With the use of airships for passenger transport decreasing in the early 20th century as their capabilities were eclipsed by those of airplanes – coupled with a number of disasters – they were largely resigned to serving as floating billboards or as camera platforms for covering sporting events. But the ability to hover in one place for an extended period of time also makes them ideal for intelligence, surveillance and reconnaissance purposes, which is why Lockheed Martin has been developing its High Altitude Airship (HAA). The company yesterday launched the first-of-its-kind High Altitude Long Endurance-Demonstrator (HALE-D) to test a number of key technologies critical to development of unmanned airships.
The HALE-D is a sub-scale demonstrator made with high-strength fabrics and featuring thin-film solar arrays serving as a regenerative power supply. Lightweight propulsion units propel the airship aloft and guide it during takeoff and landing as well as maintaining its geostationary position above the Jetstream at an altitude of 12 miles.

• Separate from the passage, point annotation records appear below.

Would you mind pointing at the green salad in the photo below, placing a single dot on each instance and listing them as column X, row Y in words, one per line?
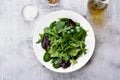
column 64, row 42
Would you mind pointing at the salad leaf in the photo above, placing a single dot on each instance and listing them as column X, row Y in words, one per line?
column 64, row 42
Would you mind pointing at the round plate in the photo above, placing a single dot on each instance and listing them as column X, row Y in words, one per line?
column 46, row 21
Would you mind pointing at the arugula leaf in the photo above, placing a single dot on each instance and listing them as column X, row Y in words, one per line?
column 67, row 42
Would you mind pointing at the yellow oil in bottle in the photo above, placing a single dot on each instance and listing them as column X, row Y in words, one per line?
column 97, row 7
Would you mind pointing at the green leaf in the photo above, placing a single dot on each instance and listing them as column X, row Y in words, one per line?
column 56, row 62
column 38, row 41
column 73, row 61
column 41, row 36
column 60, row 25
column 74, row 52
column 46, row 57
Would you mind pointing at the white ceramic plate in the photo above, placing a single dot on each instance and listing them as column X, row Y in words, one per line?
column 90, row 39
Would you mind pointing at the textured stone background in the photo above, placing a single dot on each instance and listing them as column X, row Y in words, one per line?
column 17, row 59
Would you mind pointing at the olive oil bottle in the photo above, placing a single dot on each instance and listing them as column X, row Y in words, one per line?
column 97, row 7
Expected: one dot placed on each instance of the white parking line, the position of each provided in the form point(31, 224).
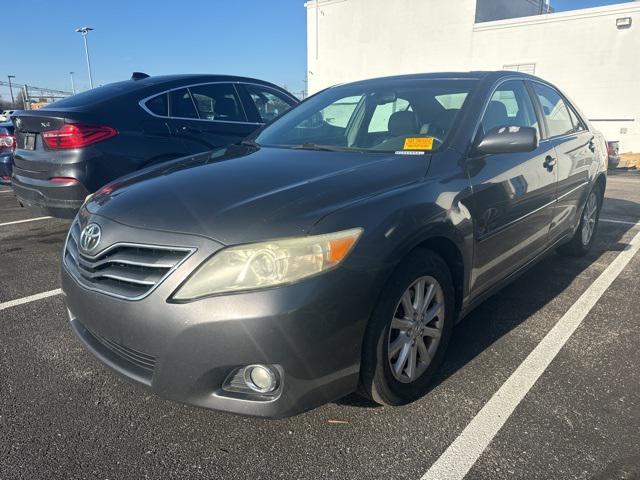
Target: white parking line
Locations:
point(24, 221)
point(30, 298)
point(623, 222)
point(461, 455)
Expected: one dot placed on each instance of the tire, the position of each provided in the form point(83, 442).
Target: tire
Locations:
point(379, 377)
point(579, 245)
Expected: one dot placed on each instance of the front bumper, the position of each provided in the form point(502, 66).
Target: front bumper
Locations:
point(184, 352)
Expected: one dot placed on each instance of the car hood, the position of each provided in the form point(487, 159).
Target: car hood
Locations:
point(242, 194)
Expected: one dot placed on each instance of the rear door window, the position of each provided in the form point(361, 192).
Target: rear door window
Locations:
point(269, 103)
point(158, 105)
point(555, 111)
point(218, 101)
point(181, 104)
point(510, 105)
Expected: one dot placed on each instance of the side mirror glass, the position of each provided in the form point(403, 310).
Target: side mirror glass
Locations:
point(508, 140)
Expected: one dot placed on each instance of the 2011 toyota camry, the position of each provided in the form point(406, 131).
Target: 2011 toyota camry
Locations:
point(335, 250)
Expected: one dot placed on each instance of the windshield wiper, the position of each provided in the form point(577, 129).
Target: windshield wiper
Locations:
point(319, 148)
point(249, 143)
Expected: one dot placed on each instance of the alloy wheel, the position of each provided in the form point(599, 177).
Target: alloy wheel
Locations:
point(416, 329)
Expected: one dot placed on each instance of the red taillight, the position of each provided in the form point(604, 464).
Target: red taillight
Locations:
point(77, 136)
point(63, 180)
point(7, 142)
point(610, 149)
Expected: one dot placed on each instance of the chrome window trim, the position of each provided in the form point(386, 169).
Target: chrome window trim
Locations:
point(189, 251)
point(142, 102)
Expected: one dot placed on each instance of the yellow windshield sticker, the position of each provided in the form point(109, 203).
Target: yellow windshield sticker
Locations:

The geostationary positioning coupled with modern communications technologies give the airship capabilities on par with satellites at a fraction of the cost. In position, the airship would survey a 600-mile (965 km) diameter area and millions of miles of cubic airspace. It will also be reconfigurable with the ability to easily change payload equipment, making the HAA significantly cheaper to deploy and operate than other airborne platforms to support missions for defense, homeland security, and other civil applications, according to Lockheed Martin.